Class WordIterator

java.lang.Object
icyllis.modernui.text.method.WordIterator

public class WordIterator extends Object
Walks through cursor positions at word boundaries. Internally uses BreakIterator.getWordInstance(), and caches CharSequence for performance reasons.

Also provides methods to determine word boundaries.

  • Field Details

    • GC_P_MASK

      public static final int GC_P_MASK
  • Constructor Details

    • WordIterator

      public WordIterator()
      Constructs a WordIterator using the default locale.
    • WordIterator

      public WordIterator(Locale locale)
      Constructs a new WordIterator for the specified locale.
      Parameters:
      locale - The locale to be used for analyzing the text.
  • Method Details

    • setCharSequence

      public void setCharSequence(@Nonnull CharSequence charSequence, int start, int end)
    • preceding

      public int preceding(int offset)
    • following

      public int following(int offset)
    • isBoundary

      public boolean isBoundary(int offset)
    • nextBoundary

      public int nextBoundary(int offset)
      Returns the position of next boundary after the given offset. Returns DONE if there is no boundary after the given offset.
      Parameters:
      offset - the given start position to search from.
      Returns:
      the position of the last boundary preceding the given offset.
    • prevBoundary

      public int prevBoundary(int offset)
      Returns the position of boundary preceding the given offset or DONE if the given offset specifies the starting position.
      Parameters:
      offset - the given start position to search from.
      Returns:
      the position of the last boundary preceding the given offset.
    • getPunctuationBeginning

      public int getPunctuationBeginning(int offset)
      If offset is within a group of punctuation as defined by isPunctuation(int), returns the index of the first character of that group, otherwise returns BreakIterator.DONE.
      Parameters:
      offset - the offset to search from.
    • getPunctuationEnd

      public int getPunctuationEnd(int offset)
      If offset is within a group of punctuation as defined by isPunctuation(int), returns the index of the last character of that group plus one, otherwise returns BreakIterator.DONE.
      Parameters:
      offset - the offset to search from.
    • isAfterPunctuation

      public boolean isAfterPunctuation(int offset)
      Indicates if the provided offset is after a punctuation character as defined by isPunctuation(int).
      Parameters:
      offset - the offset to check from.
      Returns:
      Whether the offset is after a punctuation character.
    • isOnPunctuation

      public boolean isOnPunctuation(int offset)
      Indicates if the provided offset is at a punctuation character as defined by isPunctuation(int).
      Parameters:
      offset - the offset to check from.
      Returns:
      Whether the offset is at a punctuation character.
    • isMidWordPunctuation

      public static boolean isMidWordPunctuation(Locale locale, int codePoint)
      Indicates if the codepoint is a mid-word-only punctuation.
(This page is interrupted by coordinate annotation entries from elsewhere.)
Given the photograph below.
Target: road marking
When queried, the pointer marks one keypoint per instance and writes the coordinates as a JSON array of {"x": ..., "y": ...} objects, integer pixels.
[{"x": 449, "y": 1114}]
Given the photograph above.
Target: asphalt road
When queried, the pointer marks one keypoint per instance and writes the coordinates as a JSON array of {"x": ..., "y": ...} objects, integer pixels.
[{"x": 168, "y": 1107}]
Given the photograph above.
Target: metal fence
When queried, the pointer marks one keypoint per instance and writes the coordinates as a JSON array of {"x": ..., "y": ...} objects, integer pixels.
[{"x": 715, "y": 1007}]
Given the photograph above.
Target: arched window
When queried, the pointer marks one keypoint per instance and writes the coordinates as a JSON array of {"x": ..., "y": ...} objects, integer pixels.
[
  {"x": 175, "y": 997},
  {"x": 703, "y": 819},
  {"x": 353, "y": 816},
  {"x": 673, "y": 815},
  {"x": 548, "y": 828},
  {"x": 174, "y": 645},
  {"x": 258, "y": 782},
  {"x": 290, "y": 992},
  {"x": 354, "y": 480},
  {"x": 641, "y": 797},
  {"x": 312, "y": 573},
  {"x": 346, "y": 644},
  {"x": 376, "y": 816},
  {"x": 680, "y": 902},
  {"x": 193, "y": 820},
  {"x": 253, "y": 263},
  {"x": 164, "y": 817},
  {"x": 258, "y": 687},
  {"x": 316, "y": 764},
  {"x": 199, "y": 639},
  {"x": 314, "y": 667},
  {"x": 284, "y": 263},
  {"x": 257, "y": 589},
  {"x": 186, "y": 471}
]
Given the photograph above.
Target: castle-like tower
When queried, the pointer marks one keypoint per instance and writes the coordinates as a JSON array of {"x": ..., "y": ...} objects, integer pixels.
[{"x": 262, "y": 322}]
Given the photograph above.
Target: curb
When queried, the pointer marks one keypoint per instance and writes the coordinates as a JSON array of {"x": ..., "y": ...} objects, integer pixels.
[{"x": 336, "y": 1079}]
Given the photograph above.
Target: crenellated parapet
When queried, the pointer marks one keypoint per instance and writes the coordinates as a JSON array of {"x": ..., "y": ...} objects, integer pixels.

      At the moment, this is locale-independent, and includes all the characters in the MidLetter, MidNumLet, and Single_Quote class of Unicode word breaking algorithm (see UAX #29 "Unicode Text Segmentation" at http://unicode.org/reports/tr29/). These are all the characters that according to the rules WB6 and WB7 of UAX #29 prevent word breaks if they are in the middle of a word, but they become word breaks if they happen at the end of a word (accroding to rule WB999 that breaks word in any place that is not prohibited otherwise).

      Parameters:
      locale - the locale to consider the codepoint in. Presently ignored.
      codePoint - the codepoint to check.
      Returns:
      True if the codepoint is a mid-word punctuation.
    • isPunctuation

      public static boolean isPunctuation(int cp)